For Adrian Nelson and Jalen Tate, the hope of having another shot to participate in March Madness offers a bit of solace.

But it doesn't completely take away the pain the former Pickerington Central standouts are experiencing as a result of the NCAA canceling the remainder of the winter postseason -- as well as the spring season -- because of the COVID-19 coronavirus pandemic.

This winter, Nelson and Tate helped the Northern Kentucky men's basketball team qualify for the NCAA tournament for the third time in four seasons.

According to Nelson, one of the toughest parts is what was taken away from teammates such as Dantez Walton and Tyler Sharpe, senior starters who averaged 16.1 and 15.1 points, respectively.

"It's been pretty hard, you know, not just for me, but I feel bad for the seniors who don't get another chance at this college basketball life forever due to an unfortunate event," said Nelson, a 2018 Central graduate. "We work hard all year long just to get to this moment and it was cut short and it hurts."

Northern Kentucky, in just its fourth season competing in Division I, won its third Horizon League tournament championship.

Tate and Nelson both started in an 80-69 victory over Green Bay on March 9 in a semifinal of the league tournament in Indianapolis, with Tate posting 23 points and six rebounds and Nelson adding four points and four rebounds.

The next day, the Norse beat UIC 71-62 in the championship game to earn the Horizon League's automatic NCAA tournament bid and finish 23-9. Tate, a 6-foot-6 guard, had 14 points and was named league tournament MVP.

"We've really just stayed consistent with what we know how to be good at," said Tate, a 2016 Central graduate. "We actually have a great group of guys that can put the ball in the basket."

Tate plans to graduate this spring with a degree in organizational leadership with a minor in sports business. With one season of eligibility remaining, he announced April 10 that he has committed to Arkansas as a graduate transfer.

Tate's brother, Jae'Sean, played for Central and Ohio State, while his sister Jada played for Central and competes for Tiffin and his sister Jocelyn recently completed her junior season with the Tigers.

Tate, who competed as a redshirt junior this winter after having his freshman season end after only eight games because of a broken hand, closed his prep career with 1,139 points. As a senior, he averaged 17.2 points, 6.7 rebounds and 3.7 assists and was second-team all-district as the Tigers won their fourth Division I district title in five seasons.

In the 2016-17 season, Northern Kentucky finished 24-11 and lost to eventual regional runner-up Kentucky 79-70 in the first round of the NCAA tournament.

Tate started 31 games as a redshirt freshman in the 2017-18 season, averaging 5.7 points as the Norse went 22-10 but lost in a quarterfinal of the Horizon League tournament before falling in the first round of the NIT.

In the 2018-19 season, with Nelson among the team's newcomers, Northern Kentucky beat Wright State 77-66 in the Horizon League championship game and received a No. 14 seed for the NCAA tournament. The Norse lost to eventual national runner-up Texas Tech 72-57 in the first round to finish 26-9.

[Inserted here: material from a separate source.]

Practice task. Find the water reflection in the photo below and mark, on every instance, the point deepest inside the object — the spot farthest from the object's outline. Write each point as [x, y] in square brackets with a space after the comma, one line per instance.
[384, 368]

Tate missed 10 games this season with a broken left hand but averaged 13.7 points, 4.4 rebounds and 4.1 assists, while Nelson, a 6-7 sophomore forward, started three games and averaged 4.6 points.

"I was in first grade and he was in preschool (when we first met)," Tate said of Nelson. "We've been best buds."

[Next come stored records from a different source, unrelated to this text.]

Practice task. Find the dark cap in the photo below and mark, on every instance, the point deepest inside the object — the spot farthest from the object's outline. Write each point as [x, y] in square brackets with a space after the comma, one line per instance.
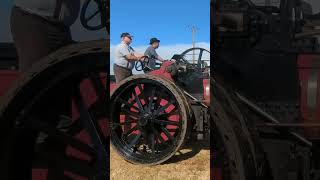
[152, 40]
[126, 35]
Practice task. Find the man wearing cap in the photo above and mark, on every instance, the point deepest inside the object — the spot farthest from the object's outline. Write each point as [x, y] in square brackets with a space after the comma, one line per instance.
[125, 58]
[152, 54]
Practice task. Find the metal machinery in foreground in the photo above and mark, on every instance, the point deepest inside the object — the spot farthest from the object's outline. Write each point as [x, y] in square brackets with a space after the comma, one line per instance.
[265, 90]
[35, 144]
[153, 114]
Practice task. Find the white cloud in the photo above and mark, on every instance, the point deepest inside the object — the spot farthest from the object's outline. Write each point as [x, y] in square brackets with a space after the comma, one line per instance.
[165, 51]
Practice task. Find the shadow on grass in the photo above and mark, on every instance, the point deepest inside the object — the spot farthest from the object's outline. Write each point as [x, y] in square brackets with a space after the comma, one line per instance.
[193, 147]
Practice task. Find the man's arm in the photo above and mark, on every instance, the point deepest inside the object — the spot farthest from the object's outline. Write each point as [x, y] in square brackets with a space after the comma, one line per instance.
[129, 56]
[132, 57]
[160, 58]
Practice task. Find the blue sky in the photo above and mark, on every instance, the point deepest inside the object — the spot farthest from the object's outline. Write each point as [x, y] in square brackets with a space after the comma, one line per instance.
[167, 20]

Nelson, who originally had committed to Detroit Mercy, averaged 2.8 points for the Norse as a freshman while seeing action in 30 games. He then underwent offseason knee surgery that limited him at the beginning of this season.

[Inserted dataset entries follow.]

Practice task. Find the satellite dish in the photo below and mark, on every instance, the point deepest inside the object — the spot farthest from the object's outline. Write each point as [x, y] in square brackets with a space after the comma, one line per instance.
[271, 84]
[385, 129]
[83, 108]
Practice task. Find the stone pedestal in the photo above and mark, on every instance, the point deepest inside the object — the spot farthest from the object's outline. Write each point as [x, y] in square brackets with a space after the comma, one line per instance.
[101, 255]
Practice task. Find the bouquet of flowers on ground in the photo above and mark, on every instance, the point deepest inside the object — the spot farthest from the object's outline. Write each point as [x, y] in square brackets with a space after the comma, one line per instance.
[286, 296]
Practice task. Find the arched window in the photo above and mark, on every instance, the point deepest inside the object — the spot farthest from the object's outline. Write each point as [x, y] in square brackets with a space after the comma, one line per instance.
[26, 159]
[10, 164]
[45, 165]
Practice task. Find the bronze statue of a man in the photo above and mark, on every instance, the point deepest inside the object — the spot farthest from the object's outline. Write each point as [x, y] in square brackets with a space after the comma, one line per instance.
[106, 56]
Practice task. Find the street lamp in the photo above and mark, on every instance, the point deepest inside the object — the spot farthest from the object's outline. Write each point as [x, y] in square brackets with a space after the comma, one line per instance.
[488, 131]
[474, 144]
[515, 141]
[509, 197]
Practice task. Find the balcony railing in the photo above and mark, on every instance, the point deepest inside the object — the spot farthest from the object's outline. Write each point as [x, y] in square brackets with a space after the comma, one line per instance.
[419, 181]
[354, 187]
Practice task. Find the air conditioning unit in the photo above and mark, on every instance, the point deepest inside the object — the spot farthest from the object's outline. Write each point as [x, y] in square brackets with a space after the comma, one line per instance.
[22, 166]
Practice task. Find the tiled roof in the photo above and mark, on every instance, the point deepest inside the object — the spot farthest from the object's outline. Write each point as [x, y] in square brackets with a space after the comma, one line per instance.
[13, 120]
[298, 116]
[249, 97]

"My takeaways from this experience this year is that you have to come prepared every day because your team is counting on you to be that guy when the time comes in the game," said Nelson, who helped Central reach back-to-back state semifinals, losing to Cincinnati Moeller 57-47 in 2017 and Solon 82-78 in 2018. "Basketball brings your team together close like a family. It's a great brotherhood and relationships are strengthened every day.

"I've made a lot of progress (with my injury recovery). Last year, it was more of learning the ropes for college, learning how people are different athletically and learning my role and accepting it. This year, I just developed my game all-around so that next year I can expand more on the offensive side of things."